Back in the mid-1990s, Hudson citizens blew the whistle on the City of Hudson’s Federal grant programs. A lesson from that incident speaks to certain claims about Eric Galloway’s Lantern Group by the director of his new Galvan Initiatives Foundation.
David Kermani (who then operated a high-end Warren Street rug shop) and other compatriots alleged that the City had made an improper side deal with L&B Contract Industries, later known as LB Furniture. Prompted by citizen complaints, HUD’s inspector general indeed found major “irregularities” in the City’s handling of a $556,000 grant to L&B, plus a host of problems within Hudson’s development agencies. [PDF of the report] Those irregularities included not just the company’s failure to make interest payments, but also the connivance of Hudson Development Corporation (HDC) staff in allowing L&B to make just one repayment of $4,998.25. Nice deal, if you can get it: $551,000 in free government money.
In addition, HUD discoverd that HDC had “subordinated” the grant lien to obtain a further $3,000,000 bank loan. All the while, the report said, local leadership never alerted HUD that it was making any of these arrangements. HUD’s Inspector General was not pleased, and reprimanded both L&B and the City. Moreover, HUD identified apparent “conflicts of interest” and “procurement weaknesses” at HDC and the Hudson Community Development and Planning Agency (HCDPA). For example, the wife of a Board member was getting paid up to $170 per hour “without competition.” Meanwhile, the agency’s “Rehabilitation Specialist” awarded over $27,000 in work “to a company owned by his brother,” again without giving anyone else a chance to compete for the contract.
The Inspector General’s scathing report was issued to 13 Federal, State and local officials.
And then: HUD continued to award the City of Hudson more development grants from these same pool of funds. And City agencies continued to help the perpetually-failing L&B. Despite years of public largesse, the company finally closed up shop a few years ago, throwing some 150 people out of work.
Through it all, the City was given more grant money to play with; and still it continued to botch projects... For example, issuing $1.8 million in bonds to lure a mysterious Californian corporation called Wittcomm, which disappeared and according to inside sources never repaid its obligations. That’s just to name one among many of the chronic failures of these agencies to manage public funding to achieve real economic development, or alleviate poverty.
In short: HUD knew and acknowledged that the City of Hudson had a lousy track record of managing grants—and yet kept coughing up more grants, often in the face of public concern and opposition.
So, how does all of this relate to the latest controversy instigated by Eric Galloway’s local activities? In response to the detailed exposure of numerous complaints and violations on record for Galloway’s Lantern Group in New York City, Galvan director Tom Swope offered the following dodge:
“That the Lantern Group continues to get funding for their projects should be a testament to the high quality of their management.”
Based on the above examples of HUD and the City, can anyone say that continued funding is a testament to anything except bureaucratic ineptitude?
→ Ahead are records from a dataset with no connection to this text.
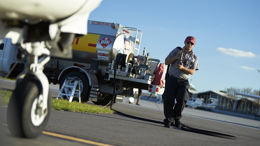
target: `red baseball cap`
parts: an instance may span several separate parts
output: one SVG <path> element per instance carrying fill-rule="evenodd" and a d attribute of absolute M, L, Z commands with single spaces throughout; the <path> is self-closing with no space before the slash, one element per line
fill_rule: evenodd
<path fill-rule="evenodd" d="M 185 39 L 185 42 L 193 42 L 194 44 L 196 43 L 195 42 L 195 41 L 196 40 L 195 40 L 195 38 L 192 36 L 189 36 L 186 37 L 186 39 Z"/>

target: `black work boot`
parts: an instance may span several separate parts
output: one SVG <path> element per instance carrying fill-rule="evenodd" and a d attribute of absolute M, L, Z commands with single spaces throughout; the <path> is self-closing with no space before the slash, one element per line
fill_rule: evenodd
<path fill-rule="evenodd" d="M 166 124 L 165 124 L 164 126 L 164 127 L 166 128 L 171 128 L 170 126 L 170 123 L 168 123 Z"/>
<path fill-rule="evenodd" d="M 175 118 L 174 119 L 174 125 L 176 127 L 181 128 L 181 123 L 180 119 L 177 118 Z"/>

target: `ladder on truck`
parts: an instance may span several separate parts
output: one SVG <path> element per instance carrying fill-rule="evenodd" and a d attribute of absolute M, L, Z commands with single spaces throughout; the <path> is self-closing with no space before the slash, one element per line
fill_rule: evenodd
<path fill-rule="evenodd" d="M 66 96 L 67 99 L 69 100 L 69 101 L 71 102 L 73 97 L 77 97 L 79 99 L 80 103 L 80 87 L 79 85 L 79 78 L 75 77 L 66 77 L 56 97 L 56 99 L 58 99 L 59 98 L 61 98 L 62 96 L 65 95 Z M 73 83 L 74 85 L 70 85 L 70 83 Z M 63 91 L 65 88 L 67 89 L 67 93 L 63 93 Z M 69 93 L 70 90 L 71 91 L 71 94 Z M 79 96 L 74 96 L 75 91 L 79 91 Z"/>

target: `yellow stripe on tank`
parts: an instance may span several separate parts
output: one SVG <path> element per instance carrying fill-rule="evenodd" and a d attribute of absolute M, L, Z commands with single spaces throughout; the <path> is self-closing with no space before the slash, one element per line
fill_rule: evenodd
<path fill-rule="evenodd" d="M 86 35 L 75 37 L 72 42 L 73 50 L 96 52 L 96 46 L 100 35 L 88 33 Z"/>

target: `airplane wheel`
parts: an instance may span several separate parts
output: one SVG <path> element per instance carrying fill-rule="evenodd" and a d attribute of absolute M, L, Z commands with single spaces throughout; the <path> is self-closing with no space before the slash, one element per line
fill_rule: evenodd
<path fill-rule="evenodd" d="M 42 88 L 39 81 L 32 79 L 23 79 L 17 84 L 9 101 L 6 117 L 8 129 L 14 136 L 35 137 L 45 127 L 51 101 L 48 99 L 48 109 L 42 113 L 42 101 L 38 101 Z"/>

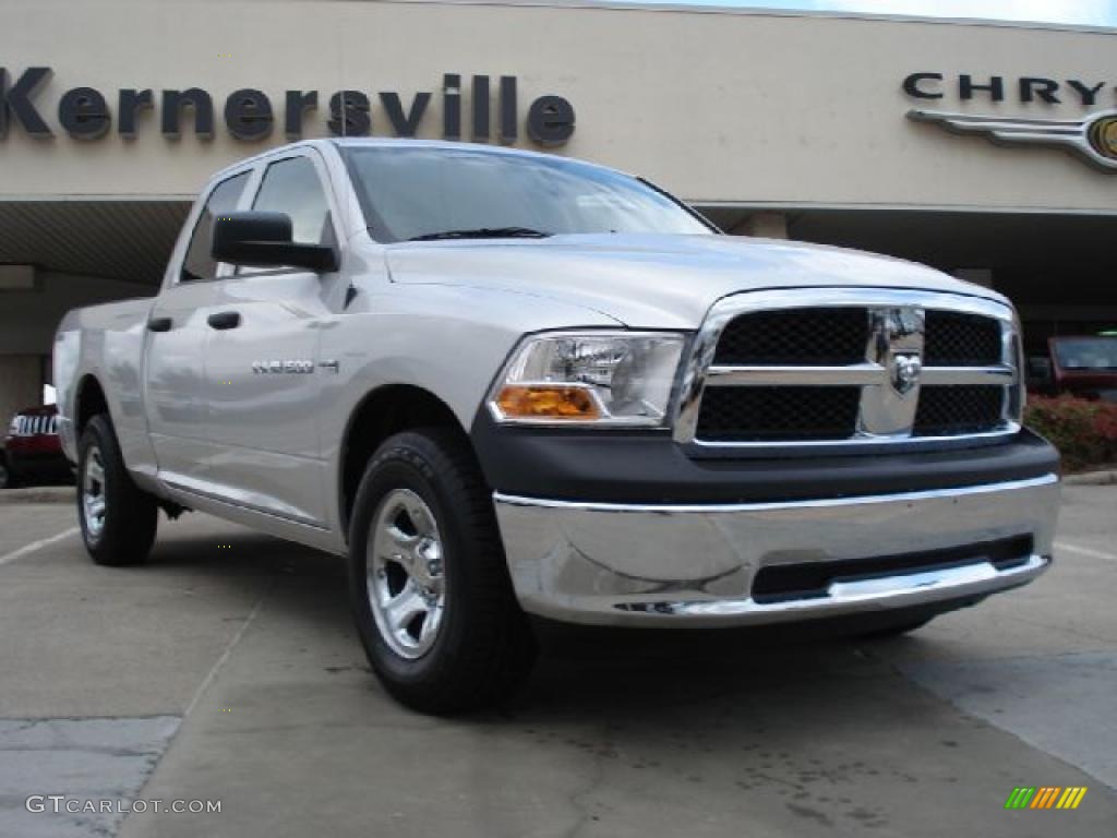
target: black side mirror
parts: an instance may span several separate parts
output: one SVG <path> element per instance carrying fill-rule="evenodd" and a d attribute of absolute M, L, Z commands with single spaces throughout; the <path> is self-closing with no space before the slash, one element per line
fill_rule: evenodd
<path fill-rule="evenodd" d="M 273 268 L 290 266 L 317 273 L 337 270 L 337 254 L 324 245 L 292 241 L 285 212 L 229 212 L 213 219 L 210 251 L 218 261 Z"/>

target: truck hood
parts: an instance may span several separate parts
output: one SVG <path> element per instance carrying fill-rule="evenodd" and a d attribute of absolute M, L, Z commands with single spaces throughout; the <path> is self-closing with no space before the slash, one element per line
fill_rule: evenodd
<path fill-rule="evenodd" d="M 605 234 L 400 242 L 386 254 L 393 282 L 561 299 L 636 328 L 697 328 L 717 299 L 768 288 L 917 288 L 1004 302 L 987 288 L 901 259 L 734 236 Z"/>

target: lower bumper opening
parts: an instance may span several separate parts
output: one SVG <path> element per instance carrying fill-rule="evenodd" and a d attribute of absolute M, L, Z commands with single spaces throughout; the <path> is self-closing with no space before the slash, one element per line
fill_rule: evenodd
<path fill-rule="evenodd" d="M 860 582 L 887 577 L 989 563 L 999 571 L 1024 564 L 1034 550 L 1031 535 L 1018 535 L 947 550 L 844 559 L 829 562 L 773 564 L 753 579 L 752 599 L 760 604 L 822 599 L 836 582 Z"/>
We’ve just seen how the City had made an illegal side deal with a grantee, and its development agencies were found to be rife with problems. And yet HUD continued to give the City grant money to play with, and failed in many cases to monitor its use, in spite of past debacles. Continued funding is no proof of even mediocre performance, let alone success.
Yet based on Swope’s fallacious logic, one would also have to conclude that:
- Sustained City support of (the now-bankrupt) L&B was a rousing success;
- The ever-increasing budgets of FEMA and the Army Corps reflect the heck of a job they did in dealing with Hurricane Katrina in New Orleans;
- The Kardashian sisters’ continued popularity is reflective of their immense talents; and
- George W. Bush’s re-election in 2004 served as a clear testament that he was a terrific President.
In making such flimsy arguments, Swope is asking people to believe that bureaucrats are stewards of excellence, and never act to protect their own buddies (or rumps). Someone please furnish Galvan’s director with a copy of The Peter Principle, posthaste.